Proposition 16: an unlikely polarizer

Tuesday’s special election is sure to play host to many landscape-shifting political battles. For one thing, the Senate Republican Primary will finally be decided, the ever-controversial but equally popular Proposition 14 will meet its fate, and public financing for elections may become an institutionally sanctioned experiment thanks to Proposition 15.

How interesting, then, that the one bill whose economic effects are the most opaque, and whose actual effect on lawmaking is the most specialized, should become a lightning rod for controversy. I refer to Proposition 16, which aims to change the laws governing community energy providers, and their relationship with local governments.

The reason for the controversy surrounding this otherwise fairly technical bill comes from a fierce argument advanced by its critics that it is, in fact, a Trojan horse for domination of the California energy market by the Pacific Gas and Electric Company (PG&E), California’s leading energy provider. Hence, given that the election is still up for grabs, multiple claims, counter-claims and ads have sprouted surrounding the bill as the election draws near. 

To the credit of the initiative’s proponents, Proposition 16 has at least been packaged in an engaging way. Titled the “Taxpayers’ Right to Vote Act,” Proposition 16 advances the claim that “local governments in California can spend public money or incur public debt to take over private electric businesses without letting local voters have the final say. That’s why California needs Prop. 16. In tough economic times like these, voters deserve the right to have the final say about how our money is spent,” according to its website.

However, critics say this analysis is flawed. In a “fact check” posted by the San Francisco Public Press, author Dana Sherne argues that Proposition 16’s invocation of taxpayer money is misleading:

     “There is an important distinction to be made between “taxpayer” and “ratepayer.” Many Community Choice Aggregation programs, like San Francisco’s, would not be run through the municipality’s general fund. Instead, they would be funded by the consumers, who would pay for the electricity as they do with any other provider.”

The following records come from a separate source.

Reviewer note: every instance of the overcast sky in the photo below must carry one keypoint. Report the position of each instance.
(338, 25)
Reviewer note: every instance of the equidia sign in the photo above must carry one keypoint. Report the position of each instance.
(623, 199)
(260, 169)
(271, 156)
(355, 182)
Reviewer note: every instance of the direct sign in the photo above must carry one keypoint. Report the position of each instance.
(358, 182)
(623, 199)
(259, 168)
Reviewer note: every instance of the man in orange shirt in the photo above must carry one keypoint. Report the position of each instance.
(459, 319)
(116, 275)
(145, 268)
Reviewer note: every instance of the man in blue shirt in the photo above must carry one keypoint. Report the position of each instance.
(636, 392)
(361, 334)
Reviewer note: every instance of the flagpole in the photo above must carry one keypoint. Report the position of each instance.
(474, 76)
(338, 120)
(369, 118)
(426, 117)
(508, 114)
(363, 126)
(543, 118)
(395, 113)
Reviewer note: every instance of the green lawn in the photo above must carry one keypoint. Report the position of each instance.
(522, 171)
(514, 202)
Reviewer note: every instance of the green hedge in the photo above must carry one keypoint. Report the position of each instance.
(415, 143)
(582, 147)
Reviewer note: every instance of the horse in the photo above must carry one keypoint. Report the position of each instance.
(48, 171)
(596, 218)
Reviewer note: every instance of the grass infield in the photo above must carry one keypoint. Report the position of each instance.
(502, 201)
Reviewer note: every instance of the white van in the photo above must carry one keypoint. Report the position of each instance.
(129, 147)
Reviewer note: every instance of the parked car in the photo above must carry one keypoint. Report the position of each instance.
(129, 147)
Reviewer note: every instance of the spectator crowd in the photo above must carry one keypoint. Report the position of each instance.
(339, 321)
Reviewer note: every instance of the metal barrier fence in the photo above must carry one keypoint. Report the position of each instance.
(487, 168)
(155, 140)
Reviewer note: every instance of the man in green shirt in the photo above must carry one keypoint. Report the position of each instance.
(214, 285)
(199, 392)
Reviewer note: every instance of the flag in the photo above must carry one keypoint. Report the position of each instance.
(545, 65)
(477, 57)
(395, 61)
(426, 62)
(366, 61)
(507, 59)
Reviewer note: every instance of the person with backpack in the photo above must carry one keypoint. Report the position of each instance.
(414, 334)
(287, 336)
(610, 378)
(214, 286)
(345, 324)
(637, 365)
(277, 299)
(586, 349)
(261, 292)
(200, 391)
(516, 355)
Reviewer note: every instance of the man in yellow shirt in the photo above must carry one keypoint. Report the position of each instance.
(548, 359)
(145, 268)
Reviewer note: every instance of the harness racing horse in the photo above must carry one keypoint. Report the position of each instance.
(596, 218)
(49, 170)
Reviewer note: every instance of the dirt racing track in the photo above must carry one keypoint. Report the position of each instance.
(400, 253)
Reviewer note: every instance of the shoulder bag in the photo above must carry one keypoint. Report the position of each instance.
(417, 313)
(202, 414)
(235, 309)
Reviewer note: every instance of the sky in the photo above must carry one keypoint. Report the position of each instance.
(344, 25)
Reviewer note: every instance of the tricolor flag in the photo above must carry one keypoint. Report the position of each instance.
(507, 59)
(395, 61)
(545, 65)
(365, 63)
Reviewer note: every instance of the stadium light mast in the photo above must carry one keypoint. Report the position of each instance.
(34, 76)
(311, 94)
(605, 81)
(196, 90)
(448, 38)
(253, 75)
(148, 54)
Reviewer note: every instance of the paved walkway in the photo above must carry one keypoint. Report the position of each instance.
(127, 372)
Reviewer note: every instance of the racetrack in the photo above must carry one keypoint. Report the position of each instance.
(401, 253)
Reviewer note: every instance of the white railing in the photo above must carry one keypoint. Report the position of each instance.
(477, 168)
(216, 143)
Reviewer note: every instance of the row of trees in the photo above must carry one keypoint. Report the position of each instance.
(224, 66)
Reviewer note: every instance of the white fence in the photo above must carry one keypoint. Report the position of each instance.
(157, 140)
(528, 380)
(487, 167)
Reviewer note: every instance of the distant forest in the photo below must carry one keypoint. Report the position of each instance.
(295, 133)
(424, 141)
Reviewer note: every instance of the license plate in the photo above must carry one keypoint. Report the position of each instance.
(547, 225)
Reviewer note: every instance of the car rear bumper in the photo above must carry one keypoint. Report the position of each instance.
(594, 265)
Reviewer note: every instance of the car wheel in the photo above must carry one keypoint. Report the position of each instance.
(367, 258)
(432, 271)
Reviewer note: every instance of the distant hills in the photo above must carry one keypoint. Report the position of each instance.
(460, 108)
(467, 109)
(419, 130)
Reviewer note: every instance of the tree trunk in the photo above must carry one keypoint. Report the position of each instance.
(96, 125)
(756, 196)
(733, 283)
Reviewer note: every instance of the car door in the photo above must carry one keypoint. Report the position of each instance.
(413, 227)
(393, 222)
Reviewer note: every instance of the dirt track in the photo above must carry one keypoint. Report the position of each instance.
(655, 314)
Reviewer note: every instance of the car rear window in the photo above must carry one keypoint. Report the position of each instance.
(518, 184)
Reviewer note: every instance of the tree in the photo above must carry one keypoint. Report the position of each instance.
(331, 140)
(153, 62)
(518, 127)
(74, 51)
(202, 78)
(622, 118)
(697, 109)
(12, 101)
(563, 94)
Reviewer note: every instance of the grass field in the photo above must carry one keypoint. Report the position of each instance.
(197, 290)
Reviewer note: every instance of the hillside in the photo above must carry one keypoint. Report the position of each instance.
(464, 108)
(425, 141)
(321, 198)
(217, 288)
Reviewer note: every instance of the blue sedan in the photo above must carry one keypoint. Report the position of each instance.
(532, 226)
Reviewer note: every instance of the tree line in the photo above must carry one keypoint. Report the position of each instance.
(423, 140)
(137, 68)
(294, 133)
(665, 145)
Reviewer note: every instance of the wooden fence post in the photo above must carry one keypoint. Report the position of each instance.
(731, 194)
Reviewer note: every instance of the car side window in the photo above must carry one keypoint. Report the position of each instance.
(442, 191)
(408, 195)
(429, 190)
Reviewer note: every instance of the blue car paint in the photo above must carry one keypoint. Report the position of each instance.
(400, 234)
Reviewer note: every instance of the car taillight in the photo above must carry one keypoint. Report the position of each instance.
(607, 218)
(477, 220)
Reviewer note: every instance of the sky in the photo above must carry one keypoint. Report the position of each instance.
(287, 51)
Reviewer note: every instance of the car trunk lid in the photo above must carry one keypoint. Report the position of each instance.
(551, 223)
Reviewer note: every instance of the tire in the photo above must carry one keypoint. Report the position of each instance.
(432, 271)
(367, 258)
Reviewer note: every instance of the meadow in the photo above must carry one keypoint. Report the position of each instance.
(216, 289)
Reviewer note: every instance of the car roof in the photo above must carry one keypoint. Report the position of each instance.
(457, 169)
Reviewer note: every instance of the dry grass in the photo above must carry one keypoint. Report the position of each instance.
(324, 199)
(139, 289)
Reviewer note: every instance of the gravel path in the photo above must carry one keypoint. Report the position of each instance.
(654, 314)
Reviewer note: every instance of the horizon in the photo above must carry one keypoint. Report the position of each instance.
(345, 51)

Sherne is correct insofar as the truth about what the Proposition would do is substantially more prosaic than its supporters suggest. What the bill requires is that local governments call a vote before deciding to start their own local utility providers – a decision which would require 2/3 of the vote to be sustained. If the 2/3 vote is not achieved, then the local government in question would, in effect, be required to maintain its current energy provider – in most cases, this would be PG&E.

There are good arguments both for and against this position. For one thing, it’s quite arguable that requiring any company – even one as powerful as PG&E – to compete against a government entity is fundamentally unfair, given that governments can forcefully expropriate money through taxation. On the other hand, it’s arguable that market logic is out of place in a system whereby PG&E is already given a de facto monopoly thanks to its status as a public utility, and so the fight is really between two different types of monopoly, rather than between the private and the public sector. Either of these claims would have economic weight, and voters are justified in airing on the side of caution with respect to their priorities.

Nevertheless, political battles are not won in the realm of economic logic, and in all likelihood, excesses will be reached regarding this bill in the final days. Voters should expect a high degree of both anti-government and anti-corporate rhetoric, with the former being used more by proponents of the bill and the latter being used more by opponents of the bill.

Either way, Proposition 16 demonstrates that in this contentious election cycle, not even the most opaque and localized ballot measure will survive rigorous political scrutiny.